Sometimes I go a little further afield in my salad-making, like with this grapefruit-avocado salad. Often served over greens.
Sometimes with no greens.
This is a great winter salad, at least here where we get good avocados year-round. (I confess that I don't know their growing season. They're always in the grocery store here, and they're pretty much the same price year-round.) Grapefruits are really cheap and good here in the winter, so we eat this fairly often. This is barely a recipe, but I'm putting it here anyway. It's a pretty easy salad to assemble for lunch at your school or workplace if you have a knife. Just bring the whole grapefruit and avocado and make it in one bowl. It's more filling than most salads because avocados are so rich, so it can be a lunch in and of itself.

Grapefruit-avocado salad
Serves one if it's all you're having for lunch, two if you've got some other food.

One grapefruit
One avocado
Lettuce or baby greens, optional
Smoked Gouda or Parmesan cheese, optional
Extra-virgin olive oil
Balsamic vinegar
Black pepper, optional

Peel the grapefruit.

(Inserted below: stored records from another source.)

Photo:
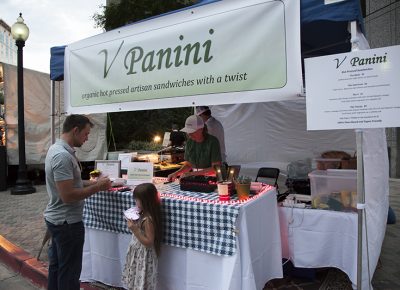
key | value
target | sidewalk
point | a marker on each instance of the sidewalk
(22, 229)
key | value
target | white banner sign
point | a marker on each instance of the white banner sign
(354, 90)
(221, 53)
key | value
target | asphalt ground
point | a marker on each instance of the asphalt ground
(22, 230)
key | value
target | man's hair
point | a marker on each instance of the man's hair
(73, 121)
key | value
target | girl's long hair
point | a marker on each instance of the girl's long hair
(151, 204)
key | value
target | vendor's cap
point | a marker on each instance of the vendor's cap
(192, 124)
(201, 109)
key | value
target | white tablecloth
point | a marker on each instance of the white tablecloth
(257, 259)
(320, 238)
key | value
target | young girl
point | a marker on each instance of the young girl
(140, 271)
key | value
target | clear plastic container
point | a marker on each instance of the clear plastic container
(327, 163)
(334, 189)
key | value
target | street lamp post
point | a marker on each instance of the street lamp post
(20, 33)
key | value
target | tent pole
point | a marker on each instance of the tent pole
(360, 204)
(52, 112)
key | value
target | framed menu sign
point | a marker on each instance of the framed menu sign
(140, 172)
(354, 90)
(110, 168)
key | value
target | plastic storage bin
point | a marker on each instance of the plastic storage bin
(334, 189)
(327, 163)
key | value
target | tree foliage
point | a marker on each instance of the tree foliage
(139, 125)
(118, 14)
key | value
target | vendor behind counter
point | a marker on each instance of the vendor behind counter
(202, 150)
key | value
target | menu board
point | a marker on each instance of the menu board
(140, 172)
(354, 90)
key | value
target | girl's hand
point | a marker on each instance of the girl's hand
(133, 226)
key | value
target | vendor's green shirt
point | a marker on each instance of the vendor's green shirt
(202, 155)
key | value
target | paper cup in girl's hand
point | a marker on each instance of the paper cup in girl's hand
(132, 213)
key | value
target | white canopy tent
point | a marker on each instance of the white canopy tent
(257, 134)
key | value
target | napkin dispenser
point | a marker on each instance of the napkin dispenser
(198, 183)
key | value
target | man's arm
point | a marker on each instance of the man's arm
(69, 193)
(185, 168)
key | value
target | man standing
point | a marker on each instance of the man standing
(63, 214)
(176, 138)
(214, 127)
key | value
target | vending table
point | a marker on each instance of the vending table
(208, 244)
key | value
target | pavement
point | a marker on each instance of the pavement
(22, 230)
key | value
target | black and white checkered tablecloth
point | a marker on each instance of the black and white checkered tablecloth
(192, 220)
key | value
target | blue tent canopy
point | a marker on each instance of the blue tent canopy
(323, 30)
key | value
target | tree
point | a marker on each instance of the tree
(139, 125)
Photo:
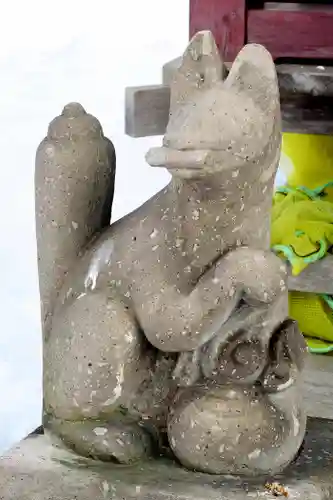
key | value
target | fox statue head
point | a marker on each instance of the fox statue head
(220, 123)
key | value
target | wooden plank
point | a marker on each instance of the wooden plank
(318, 386)
(293, 32)
(310, 80)
(146, 110)
(225, 19)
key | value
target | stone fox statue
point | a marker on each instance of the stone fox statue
(171, 325)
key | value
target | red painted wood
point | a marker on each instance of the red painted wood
(292, 32)
(225, 19)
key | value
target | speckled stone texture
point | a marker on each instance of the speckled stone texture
(169, 328)
(36, 469)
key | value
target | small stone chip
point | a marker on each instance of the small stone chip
(277, 490)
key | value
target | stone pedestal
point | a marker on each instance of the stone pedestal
(39, 469)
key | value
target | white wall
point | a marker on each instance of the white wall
(50, 55)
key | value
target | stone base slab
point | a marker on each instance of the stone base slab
(39, 469)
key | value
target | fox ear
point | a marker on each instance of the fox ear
(253, 73)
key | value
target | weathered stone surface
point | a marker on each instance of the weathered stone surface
(37, 469)
(169, 329)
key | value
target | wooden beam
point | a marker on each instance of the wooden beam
(146, 110)
(306, 101)
(292, 31)
(225, 19)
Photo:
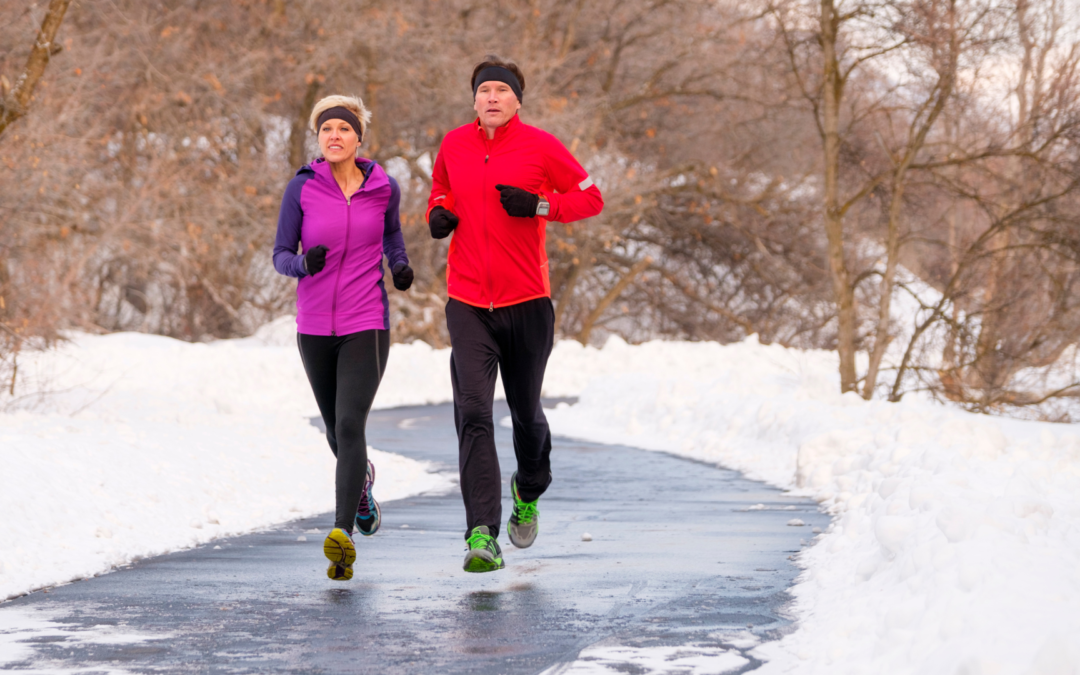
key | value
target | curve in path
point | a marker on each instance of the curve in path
(683, 555)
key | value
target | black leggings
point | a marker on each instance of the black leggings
(345, 373)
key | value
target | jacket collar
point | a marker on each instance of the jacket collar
(370, 170)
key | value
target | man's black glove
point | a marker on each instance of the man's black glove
(314, 260)
(517, 202)
(441, 223)
(403, 277)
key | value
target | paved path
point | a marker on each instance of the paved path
(677, 557)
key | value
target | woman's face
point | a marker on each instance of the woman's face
(338, 140)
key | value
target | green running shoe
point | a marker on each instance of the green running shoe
(484, 553)
(524, 521)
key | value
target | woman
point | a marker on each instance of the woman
(342, 212)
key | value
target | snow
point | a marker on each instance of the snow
(954, 547)
(147, 445)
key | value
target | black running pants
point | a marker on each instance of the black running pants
(345, 373)
(516, 339)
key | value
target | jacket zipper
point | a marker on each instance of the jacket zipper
(348, 227)
(487, 233)
(337, 280)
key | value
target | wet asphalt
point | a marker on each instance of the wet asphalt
(677, 556)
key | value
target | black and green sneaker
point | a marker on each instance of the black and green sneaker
(524, 521)
(484, 553)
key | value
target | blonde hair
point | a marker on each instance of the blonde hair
(349, 103)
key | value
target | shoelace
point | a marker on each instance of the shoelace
(525, 511)
(478, 539)
(364, 510)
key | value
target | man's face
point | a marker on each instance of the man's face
(496, 104)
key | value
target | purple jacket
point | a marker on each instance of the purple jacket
(348, 295)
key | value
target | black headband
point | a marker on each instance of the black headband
(498, 73)
(346, 115)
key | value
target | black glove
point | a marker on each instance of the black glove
(403, 275)
(314, 260)
(441, 223)
(517, 202)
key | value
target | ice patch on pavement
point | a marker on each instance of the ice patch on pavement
(24, 630)
(685, 660)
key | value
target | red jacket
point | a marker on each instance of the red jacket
(496, 259)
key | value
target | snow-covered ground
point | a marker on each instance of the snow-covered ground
(954, 547)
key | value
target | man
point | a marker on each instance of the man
(497, 181)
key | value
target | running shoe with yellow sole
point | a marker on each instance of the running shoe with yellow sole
(341, 553)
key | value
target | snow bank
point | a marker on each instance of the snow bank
(955, 545)
(147, 444)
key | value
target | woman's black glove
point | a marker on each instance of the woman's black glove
(517, 202)
(441, 223)
(314, 260)
(403, 275)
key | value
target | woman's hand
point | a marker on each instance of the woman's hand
(403, 277)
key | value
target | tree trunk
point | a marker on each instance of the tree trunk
(844, 294)
(17, 100)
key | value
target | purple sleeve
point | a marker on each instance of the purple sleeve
(393, 243)
(289, 220)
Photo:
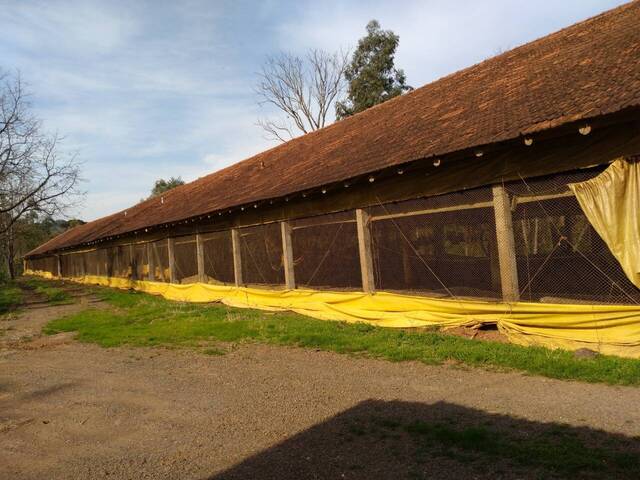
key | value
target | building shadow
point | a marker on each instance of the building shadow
(402, 440)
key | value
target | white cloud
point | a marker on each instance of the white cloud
(151, 89)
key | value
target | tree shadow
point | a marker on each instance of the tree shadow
(402, 440)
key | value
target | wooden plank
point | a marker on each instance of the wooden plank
(237, 256)
(541, 198)
(506, 245)
(151, 262)
(453, 208)
(173, 274)
(363, 220)
(200, 257)
(287, 254)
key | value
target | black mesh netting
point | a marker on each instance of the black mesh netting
(44, 264)
(140, 262)
(442, 246)
(261, 253)
(186, 259)
(325, 251)
(560, 257)
(160, 258)
(91, 262)
(218, 257)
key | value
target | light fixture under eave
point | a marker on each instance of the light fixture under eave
(585, 130)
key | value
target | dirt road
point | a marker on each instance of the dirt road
(69, 410)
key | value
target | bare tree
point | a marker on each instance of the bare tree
(303, 88)
(35, 179)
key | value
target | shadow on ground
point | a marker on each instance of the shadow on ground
(376, 440)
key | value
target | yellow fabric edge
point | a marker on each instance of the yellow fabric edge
(608, 329)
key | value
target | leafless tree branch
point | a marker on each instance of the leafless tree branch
(304, 89)
(35, 178)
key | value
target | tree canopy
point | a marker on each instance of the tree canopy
(161, 186)
(372, 77)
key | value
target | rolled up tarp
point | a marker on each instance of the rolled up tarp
(611, 203)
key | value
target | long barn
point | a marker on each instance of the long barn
(504, 193)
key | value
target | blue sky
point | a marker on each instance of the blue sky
(149, 89)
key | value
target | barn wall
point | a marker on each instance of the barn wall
(442, 246)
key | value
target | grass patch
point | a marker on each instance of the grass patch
(10, 297)
(566, 454)
(139, 319)
(52, 294)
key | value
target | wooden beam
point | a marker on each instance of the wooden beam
(506, 245)
(151, 263)
(200, 258)
(173, 277)
(453, 208)
(237, 256)
(363, 220)
(132, 262)
(287, 254)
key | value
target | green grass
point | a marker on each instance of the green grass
(559, 449)
(138, 319)
(51, 294)
(10, 297)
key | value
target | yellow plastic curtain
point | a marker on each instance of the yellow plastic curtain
(611, 202)
(608, 329)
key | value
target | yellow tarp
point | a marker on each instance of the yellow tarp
(611, 202)
(609, 329)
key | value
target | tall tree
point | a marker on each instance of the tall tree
(35, 178)
(303, 88)
(371, 74)
(163, 185)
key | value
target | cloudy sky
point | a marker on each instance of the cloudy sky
(149, 89)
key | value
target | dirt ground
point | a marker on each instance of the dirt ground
(76, 411)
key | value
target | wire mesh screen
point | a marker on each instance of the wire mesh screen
(560, 257)
(443, 246)
(160, 259)
(140, 262)
(218, 257)
(438, 246)
(44, 264)
(101, 262)
(91, 262)
(122, 261)
(325, 251)
(261, 250)
(186, 262)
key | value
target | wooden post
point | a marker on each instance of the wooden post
(132, 262)
(171, 243)
(200, 258)
(237, 256)
(151, 263)
(287, 254)
(506, 245)
(363, 220)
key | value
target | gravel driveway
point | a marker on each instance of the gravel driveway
(69, 410)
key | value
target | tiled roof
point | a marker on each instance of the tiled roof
(583, 71)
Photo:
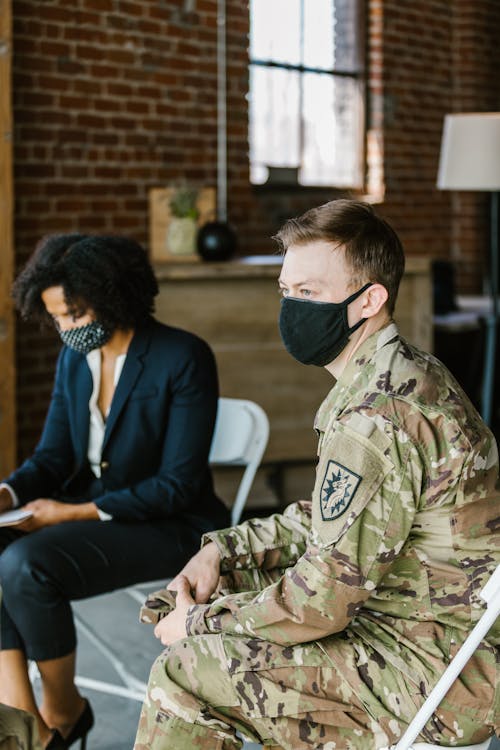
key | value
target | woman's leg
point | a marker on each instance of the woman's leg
(65, 703)
(41, 573)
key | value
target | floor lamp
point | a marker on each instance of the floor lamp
(470, 160)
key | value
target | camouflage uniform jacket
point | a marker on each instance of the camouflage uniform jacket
(404, 529)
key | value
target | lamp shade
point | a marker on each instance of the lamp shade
(470, 152)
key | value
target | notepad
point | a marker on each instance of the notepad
(13, 517)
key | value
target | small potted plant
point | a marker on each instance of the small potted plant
(183, 228)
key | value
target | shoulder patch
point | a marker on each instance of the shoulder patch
(337, 490)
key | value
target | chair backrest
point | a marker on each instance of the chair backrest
(240, 439)
(491, 595)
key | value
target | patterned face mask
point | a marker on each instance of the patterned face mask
(85, 338)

Remove as much of the pith and membrane as you feel like. Divide the grapefruit into segments. Cut the avocado in half. Remove the pit. Cut the avocado into thin wedges and remove from skin. Arrange grapefruit and avocado on bed of greens or plate. Add some cubes of smoked Gouda or shavings of Parmesan if desired. Dress with a little extra-virgin olive oil and balsamic vinegar with a little black pepper if you have it handy.

Friday, March 12, 2010

Salad days

We love salad. Almost every day, we have a big one with dinner, and we often bring one in to school to eat with lunch. The usual ingredients are lettuce, tomatoes, red pepper, and cucumber, but we keep it interesting by adding things like carrot, daikon, beets, or celery and varying the extras: nuts, seeds, croutons, beans, and cheese. Sometimes I supplement the regular red leaf or romaine lettuce with baby greens, sorrel, kale, or herbs from my garden. Despite being a vegetarian since 2002, I was never much of a salad person until Jon and I started dating. He showed me that salads don't have to come from a bag* and are interesting and different every time. Now I miss them when I leave town for a few days. When I get back from a math conference or other out-of-town trip, I often call Jon from the airport and tell him to have a big green salad ready for me when I get home.

Every once in a while, I go crazy and make a wacky salad that doesn't even have lettuce! When we discovered the great new Chinese grocery store that's convenient to my tutoring gig, I bought these little yellow melons and tons of pea shoots. Here's a little salad I love that I've made a few times now.
Just chop up half a little yellow melon (I don't know a name for them), toast 1 tbsp sesame seeds, grate one carrot, and toss it together with a handful of pea shoots and blueberries. Green, sweet, crunchy, and springy. I didn't dress it. Maybe a squeeze of lemon juice and a drizzle of honey or agave nectar, maybe some almond oil? But it was good naked too.

I don't have any other good salad pics on this computer right now, but I might update this post with some salads of which we are especially proud.

* We don't buy bagged salad greens, but I am certainly not opposed to them. We eat salads regularly enough that the lettuce rarely goes bad, and we have time to wash and tear the lettuce leaves each time we make a salad, but I completely understand that bagged greens are more convenient, and that convenience might be the difference between eating a salad and having lettuce rot in your fridge. So if bagged salad greens work for you, go for it! Anything that leads to a larger number of salads eaten is good.